张梅香今日总算听到了一件顺心的事儿,便欣慰地松了口气,看向琳儿讲道:“琳儿,你去通知良叔,明日拜师礼主持让他来做。”
“遵命。”琳儿退出房外,前去传话。桂枝则是乖巧地坐在原处,她与琳儿的关系倒像是朋友,可与张大司之间仿如上下级般。
张大司每一次开口,她都要起身回答,所以此时她并未再继续吃下去。
“先吃吧,吃完早些休息,明日诸多事宜,耽误不得。”张梅香端起茶盏抿了一口说道。
桂枝赶忙点头,回道:“遵命。”
二人无话,夜色渐深,琳儿在半个时辰后又回来了一趟,紧接着便回了自己房间休息。
张梅香与桂枝也纷纷睡下。屋外树梢旁,小七望着房内,见灯熄了之后,便是振翅而去。
一夜无话直至天明。
桂枝依旧是起得最早的,虽比不上城内那些通宵达旦的人,但这会儿教坊内醒来的人也不过只有一些负责打理庭院的工仆,是以她便来到庭院中,和小七又言语了几句。
不知多久,房门打开了,张梅香走了出来,她今日身着服饰与往日不同,一袭米白绣宫纱与浅青云鹤纹内搭,下衣微微摆动,竟是一件白结子针裙,耳边坠着掐丝叶腊玉玦,虽淡雅却颇显身份,乍一看与小桂枝这一身衣着倒是极为搭调。
二人先后朝天舞阁而去,小桂枝也被琳儿带去梳妆打扮,因为年幼自是水灵得很,也无需涂抹什么,只是重新梳理一番头发端正衣容便带她来到了天舞阁外。
而其中,天舞阁一层舞房内,教坊内的所有师生皆来到了其中,或站或坐。

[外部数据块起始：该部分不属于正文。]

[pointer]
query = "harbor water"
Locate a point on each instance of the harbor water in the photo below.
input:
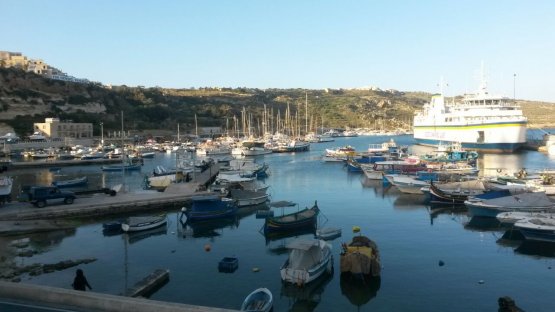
(433, 258)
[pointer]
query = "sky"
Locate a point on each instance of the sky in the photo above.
(312, 44)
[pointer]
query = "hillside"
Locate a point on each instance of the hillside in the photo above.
(26, 98)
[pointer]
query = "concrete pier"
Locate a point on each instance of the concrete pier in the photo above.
(61, 163)
(175, 196)
(69, 299)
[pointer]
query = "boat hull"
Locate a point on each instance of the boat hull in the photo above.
(143, 226)
(498, 137)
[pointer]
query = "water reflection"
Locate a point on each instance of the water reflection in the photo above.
(409, 201)
(484, 224)
(495, 164)
(209, 229)
(307, 297)
(282, 236)
(537, 249)
(51, 239)
(380, 190)
(359, 291)
(456, 212)
(134, 237)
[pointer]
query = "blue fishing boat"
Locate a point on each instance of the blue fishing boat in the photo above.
(228, 264)
(303, 219)
(82, 181)
(260, 300)
(207, 207)
(120, 167)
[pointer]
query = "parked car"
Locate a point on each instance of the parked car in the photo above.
(40, 196)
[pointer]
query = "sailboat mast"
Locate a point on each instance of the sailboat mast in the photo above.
(196, 126)
(306, 112)
(122, 156)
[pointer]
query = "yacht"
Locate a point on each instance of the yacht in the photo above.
(480, 121)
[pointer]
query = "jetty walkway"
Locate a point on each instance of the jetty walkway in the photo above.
(97, 205)
(73, 300)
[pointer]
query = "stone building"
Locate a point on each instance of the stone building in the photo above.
(54, 128)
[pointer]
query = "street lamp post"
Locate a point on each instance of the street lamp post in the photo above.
(102, 134)
(514, 87)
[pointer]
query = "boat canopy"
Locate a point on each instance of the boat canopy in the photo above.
(305, 254)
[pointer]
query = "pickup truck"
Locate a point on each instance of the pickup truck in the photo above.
(40, 196)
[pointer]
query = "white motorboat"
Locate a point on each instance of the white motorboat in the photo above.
(308, 259)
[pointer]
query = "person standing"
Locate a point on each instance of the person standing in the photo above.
(80, 281)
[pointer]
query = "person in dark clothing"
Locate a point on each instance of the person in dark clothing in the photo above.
(80, 282)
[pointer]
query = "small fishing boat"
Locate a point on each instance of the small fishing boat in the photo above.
(303, 219)
(248, 198)
(82, 181)
(308, 259)
(120, 167)
(6, 184)
(479, 206)
(134, 224)
(511, 217)
(207, 207)
(228, 264)
(455, 195)
(360, 257)
(537, 228)
(260, 300)
(328, 233)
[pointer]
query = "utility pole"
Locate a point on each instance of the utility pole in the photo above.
(102, 135)
(514, 88)
(122, 156)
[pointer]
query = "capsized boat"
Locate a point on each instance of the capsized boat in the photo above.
(360, 257)
(308, 259)
(260, 300)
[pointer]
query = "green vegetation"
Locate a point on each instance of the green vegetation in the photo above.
(159, 108)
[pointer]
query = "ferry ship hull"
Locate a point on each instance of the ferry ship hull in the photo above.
(494, 138)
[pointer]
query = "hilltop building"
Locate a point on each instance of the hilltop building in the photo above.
(54, 128)
(39, 67)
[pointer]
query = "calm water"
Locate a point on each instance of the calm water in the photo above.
(479, 265)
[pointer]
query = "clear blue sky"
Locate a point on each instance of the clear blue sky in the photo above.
(404, 45)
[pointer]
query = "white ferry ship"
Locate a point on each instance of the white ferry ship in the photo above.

大司张梅香在正中间端坐,左右还有四位曲部师傅朱邦直、夏庭俊、陈仪、侯端,一位舞部师紫蝶,杂剧部老师翁向松以及四位教坊掌事曾史良、柳敬才、韩景玉、吴傅生。
而其余的学子则是分别站在那些凭栏之外,他们当中不少人还是第一次进入天舞阁,对其中的陈设风格惊呼不绝,而如裴兰伊这般已然在教坊内有些名气的人,肯定不是第一次进入此处,是以见周围的人这般,她只是不屑一顾,双眸紧盯着场外。
掐算着时间,曾史良起身来至张大司面前,拱手问道:“时辰到了。”
张梅香放下茶盏,回道:“那便请曾叔开始主持。”
曾史良深躬一礼,“不敢。”语罢,他转身来至台前,随后放声言道:“拜师礼开始!”
一声下去,放眼其中鸦雀无声,无一人言语亦无一人转睛。
而天舞阁外,听到声音的琳儿则是看向桂枝,将手中的托盘递交与她,并嘱咐道:“小姐可得端稳了,莫掉下来。”
桂枝点点头,说实话她此时是颇为忐忑的,主要是这场中一看便知道有不少人,不过她更明白,这机会是来之不易的,是母亲为自己博来的,她亦不可轻视。
于是她深吸了一口气,接过托盘迈步跨门入内。这大门的门槛亦是很高的,也是这一步最应小心,小桂枝毕竟年幼,是以需要跨出一步后挪动身子再迈一步,这一幕令陪同在其身后的琳儿心中忐忑不安,生怕小姐一步走岔了,手上的托盘打翻,那这拜师礼可就是始于不幸,定会引来闲言碎语,众说纷纭。
不过好在,桂枝步子还算稳健,虽有晃动,但盘中物品皆稳当摆放,毫无抖动。
此时,曾史良再度开口:“拜师从艺,六礼束修,芹菜寓意勤奋好学,业精于勤,莲子心苦,寓意为师父苦心栽培,红豆寓意为鸿运高照,红枣祝其早早出师,桂圆寓意功德圆满,干瘦肉条乃为表弟子心意!”
周遭,不少人还未从这天舞阁给他们带来的惊艳中走出,看到拜师礼,更是瞬间羡慕不已;起先是羡慕,之后便是自省,若没那自省的心便会如裴兰伊转为嫉妒;但这并没有用,事已至此,她反不能直接出面阻拦,那成何体统?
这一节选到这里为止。